Выигрывать у любимца всей страны? Ищи дурака!
— Но молодец! На вертикали здорово работал. Надо будет изучать, смотреть, что и как, — Чкалов вытер вспотевшее лицо и радостно добавил. — Что, будешь просить рекомендовать этот истребитель в серию?
— Да в общем-то нет. Это не мне решать. — скромно потупился Лёха. — Мне бы вон ту СБшечку, — он махнул рукой на стоявший в стороне занесенный снегом СБ с турелью МВ-3, задержавшийся в НИИ ВВС после испытаний. — и ещё бы таких парочку переделать. И что быстро получилось…
Чкалов удивлённо приподнял брови и громко рассмеялся.
— О морфлот даёт! На ходу подмётки режет! Поговорю с конструкторами про этого «парижанина». А про бомбер, готовь письмо от своего наркомата. Испытания закончили, отдадим её вам, и на филёвский завод сам позвоню. — Он снова широко улыбнулся и махнул рукой. — А теперь в столовую!
* * *
В столовой, за большим деревянным столом, гулко отдававшем каждое движение посуды, все немного притихли после плотного обеда. Лёха вертел ложку в руках, собравшись с духом, и наконец сказал.
— Валерий Павлович, вы поосторожнее. Постарайтесь избегать испытательных полетов, когда идёт штурмовщина к каким-нибудь праздникам, — произнес он, стараясь, чтобы голос звучал буднично
Чкалов поднял на него глаза, и в них блеснула усмешка.
— О, да у нас тут военно-морской предсказатель завёлся! — хохотнул он, хлопнув ладонью по столу. — Ты давай сам, в своём Китае точнее япошек бомби.
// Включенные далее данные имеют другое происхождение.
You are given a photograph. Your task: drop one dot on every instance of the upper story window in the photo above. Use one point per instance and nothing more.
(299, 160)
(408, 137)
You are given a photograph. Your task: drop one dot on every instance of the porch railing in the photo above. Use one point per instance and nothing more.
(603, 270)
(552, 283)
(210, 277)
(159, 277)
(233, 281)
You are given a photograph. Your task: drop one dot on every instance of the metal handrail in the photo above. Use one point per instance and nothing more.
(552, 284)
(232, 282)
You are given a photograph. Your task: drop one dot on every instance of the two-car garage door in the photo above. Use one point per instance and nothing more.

Если собьют, я тебя в аду поймаю и заставлю котлам профилактику делать и все нормативы наизусть пересдавать!
Яварь 1938 года. Разные районы Москвы.
Следующая неделя выдалась сумасшедшей. Лёха мотался как угорелый, сперва заглянув в родной наркомат ВМФ, продежурил в приёмной, втерся в лучшие друзья к адъютанту и в итоге получил доступ к телу самого Смирнова. Тот, узнав проходимца, только посмеялся, вспоминая злополучный пароход.
— Молодец! Такой способ изобрёл! Теперь будем буржуев пачками на дно отправлять! — несколько нервно посмеялся начальник, видимо вспоминая взрыв в ярких красках. Затем командующий, внимательно выслушав нижайшие просьбы, легко подмахнул пару требований.
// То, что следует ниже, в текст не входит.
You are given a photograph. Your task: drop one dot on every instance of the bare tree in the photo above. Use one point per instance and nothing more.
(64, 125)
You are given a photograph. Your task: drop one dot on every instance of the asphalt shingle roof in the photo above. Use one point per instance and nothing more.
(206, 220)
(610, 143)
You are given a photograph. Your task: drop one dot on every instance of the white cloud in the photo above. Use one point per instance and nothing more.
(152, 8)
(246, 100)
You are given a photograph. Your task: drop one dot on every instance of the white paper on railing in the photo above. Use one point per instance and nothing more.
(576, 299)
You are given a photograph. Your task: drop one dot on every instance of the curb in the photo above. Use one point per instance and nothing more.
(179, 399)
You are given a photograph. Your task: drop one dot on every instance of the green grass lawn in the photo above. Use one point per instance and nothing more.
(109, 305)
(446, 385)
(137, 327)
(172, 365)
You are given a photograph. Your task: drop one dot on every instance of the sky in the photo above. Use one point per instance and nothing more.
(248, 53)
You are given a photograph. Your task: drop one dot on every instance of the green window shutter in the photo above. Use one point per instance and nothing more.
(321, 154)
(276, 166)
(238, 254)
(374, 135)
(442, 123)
С этой бумагой за подписью Смирнова, которая превращала его в обладателя настоящего «вездехода», Лёха рванул дальше — НИИ ВВС, завод в Филях, снова наркомат, опять Фили. Выпросив машину из гаража наркомата, он ухитрился заиграть её аж на неделю и теперь носился между разбросанными территориями, решая дела на лету. Не обошлось без мелких радостей жизни, раздаренных нашим товарищем. Адъютант постарался скрыть восторг от ручки «Ватерман», начальник гаража от новой кожаной папки, а водитель довольно щелкал зажигалкой, предварительно отковыряв от нее буржуйское слово Zippo и прибив его в туалете типа сортир в родных Мытищах.
Но самое смешное вышло на заводе №197 Наркомата электропромышленности, где делали рации и СПУ. Лёха, не сомневаясь и вспоминая всё, чему его учили в университете в прошлой жизни, вывалил целый набор слов и идей — кварцевые резонаторы, модульные конструкции, амплитудно-частотная модуляция. Главного инженера это привело в совершенное возбуждение. Тот просидел с ним час, после чего поднял глаза и сказал с искренним восхищением:
— Молодой человек, мы предпримем все меры и думаю к в течении двух недель отгрузим вам три комплекта переговорных устройств, тем более у вас такая серьезная бумага. Но… Но вам срочно надо на физический факультет! Совершенно напрасно такой талант в землю закапывать… в смысле в небесах… летать.
— Я там был, но меня выгнали, — философически пожал плечами Лёха.
— Вас? За что же?
— Да, дочку декана трах… натя… отлюбил вобщем не вовремя… — ответил наш хулиган с абсолютно серьёзной физиономией.